A couple of weeks ago I got a phone call from a local tree company. They were called to one of our parks to cut up a limb that had fallen from a tree. They claimed there was a "swarm of bees" on the limb. Then the parks department called me. Of course, it was "huge, about the size of a basketball" which is very unusual for this time of year. And for the record, honeybees that actually do swarm this time of year, rarely live through the winter.
Although this probably looks like a swarm of bees to a non-beekeeper, it is NOT a swarm. It is a hollow limb, that had a hive of honeybees living in it. The limb fell from the tree. I brushed these bees away to see what was going on, and there was just one layer of bees on the knot of the tree, which was their entrance. However, the tree and park people did the right thing by getting a hold of a beekeeper. And if you ever come across something like this, call your local Extension office. They usually have names of several beekeepers they can call, right Jeannie!
I asked what they thought it weighed and they said probably 100 pounds. They loaded it in the truck with a bobcat that had a big teeth looking contraption on it. (Sorry I have very few photos. I couldn't take pictures and work)
I drove through town with this in the back of the truck! A truck that has been wrecked and we do not drive very far off the farm. I had intentions of giving the hive to a fellow beekeeper who lost his hives last winter. He came over to get it, and him and My Shug could barely move it! They estimated it weighed 300 pounds! So, after much thinking on what to do, My Shug got the tractor out (after mumbling something about Lucy and another fine mess I got us into!)
and we set the tree up end for end and I put a hive box on top of it, in hopes that the bees would work their way up into the hive body. I told the other beekeeper if it lives, and it's strong next spring, I will split it with him.
The bad thing was, when I first set it up, I didn't put anything between the hive body and the tree, which left the hive vulnerable to yellow jackets and hornets. It was awful! In my defense, I've never had a situation like this before and I was winging it every step of the way.

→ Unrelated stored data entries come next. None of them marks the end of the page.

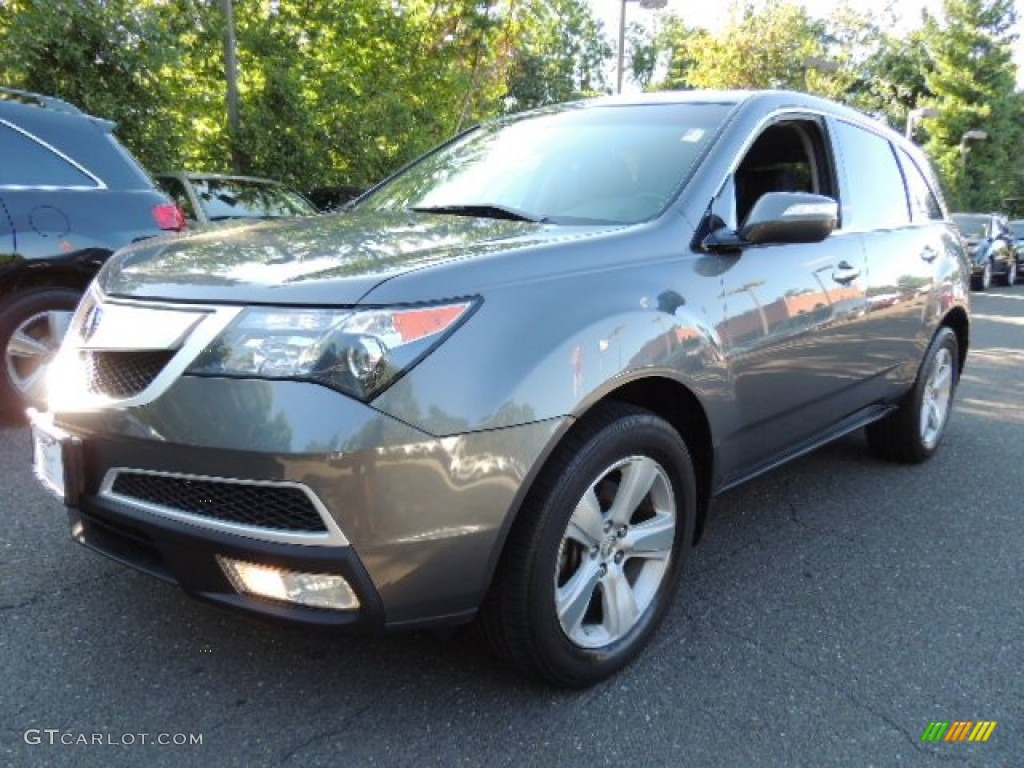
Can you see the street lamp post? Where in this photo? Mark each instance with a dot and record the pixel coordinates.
(649, 5)
(915, 116)
(975, 135)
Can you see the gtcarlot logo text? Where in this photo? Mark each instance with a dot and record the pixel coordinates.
(55, 736)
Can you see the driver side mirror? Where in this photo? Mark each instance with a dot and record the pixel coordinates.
(781, 217)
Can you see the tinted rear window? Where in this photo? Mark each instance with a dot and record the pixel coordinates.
(599, 164)
(29, 163)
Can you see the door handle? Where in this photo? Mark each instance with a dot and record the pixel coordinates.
(845, 272)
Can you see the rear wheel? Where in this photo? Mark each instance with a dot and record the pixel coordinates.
(984, 281)
(593, 561)
(32, 326)
(912, 432)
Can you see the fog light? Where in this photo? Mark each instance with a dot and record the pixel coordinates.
(315, 590)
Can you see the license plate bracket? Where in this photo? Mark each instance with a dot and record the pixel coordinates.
(56, 458)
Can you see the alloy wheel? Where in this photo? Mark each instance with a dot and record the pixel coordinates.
(614, 552)
(31, 350)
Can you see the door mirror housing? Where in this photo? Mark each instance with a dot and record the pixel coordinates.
(791, 217)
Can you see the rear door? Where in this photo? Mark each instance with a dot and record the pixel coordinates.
(794, 310)
(6, 232)
(906, 244)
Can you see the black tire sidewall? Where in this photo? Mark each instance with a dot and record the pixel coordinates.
(641, 434)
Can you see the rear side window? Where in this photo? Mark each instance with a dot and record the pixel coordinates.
(28, 163)
(924, 206)
(876, 198)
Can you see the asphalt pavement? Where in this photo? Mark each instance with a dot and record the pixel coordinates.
(835, 608)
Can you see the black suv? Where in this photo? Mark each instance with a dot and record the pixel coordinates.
(509, 382)
(70, 196)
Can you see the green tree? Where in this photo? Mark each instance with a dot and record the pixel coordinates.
(764, 45)
(971, 82)
(560, 54)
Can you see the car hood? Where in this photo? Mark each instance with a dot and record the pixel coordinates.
(333, 259)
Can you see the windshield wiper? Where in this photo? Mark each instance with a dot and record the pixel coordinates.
(484, 210)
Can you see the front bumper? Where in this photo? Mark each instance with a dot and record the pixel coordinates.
(413, 522)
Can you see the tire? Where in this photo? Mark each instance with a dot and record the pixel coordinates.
(1010, 276)
(32, 325)
(591, 567)
(911, 433)
(984, 281)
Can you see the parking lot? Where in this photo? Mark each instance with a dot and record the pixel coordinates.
(835, 608)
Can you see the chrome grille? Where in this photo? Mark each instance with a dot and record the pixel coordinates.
(282, 508)
(123, 374)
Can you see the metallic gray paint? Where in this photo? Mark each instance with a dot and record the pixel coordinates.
(426, 479)
(424, 514)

I slept on it, and the next day realized my mistake.
So I took a piece of wood and screwed it to the opening of the tree, and I put an inner cover (hive cover that has a hole in the center of it) under the hive. So now, the bees can make their way from the tree to the hive and they only have one entrance to guard. I haven't seen any more yellow jackets or hornets hanging around. For these bees to survive, they will need to be fed all winter long, and even then it will be iffy if they survive.
I have several "needy" hives at the moment that will require extra work this winter. So when I got a call on Sunday asking me to come and get some bees, I thanked them but declined. I'm soft-hearted when it comes to trying to rescue them. I want them all to live. The reality is, they probably won't. And I'm out of equipment at the moment.
So there's the story of the "cute hive."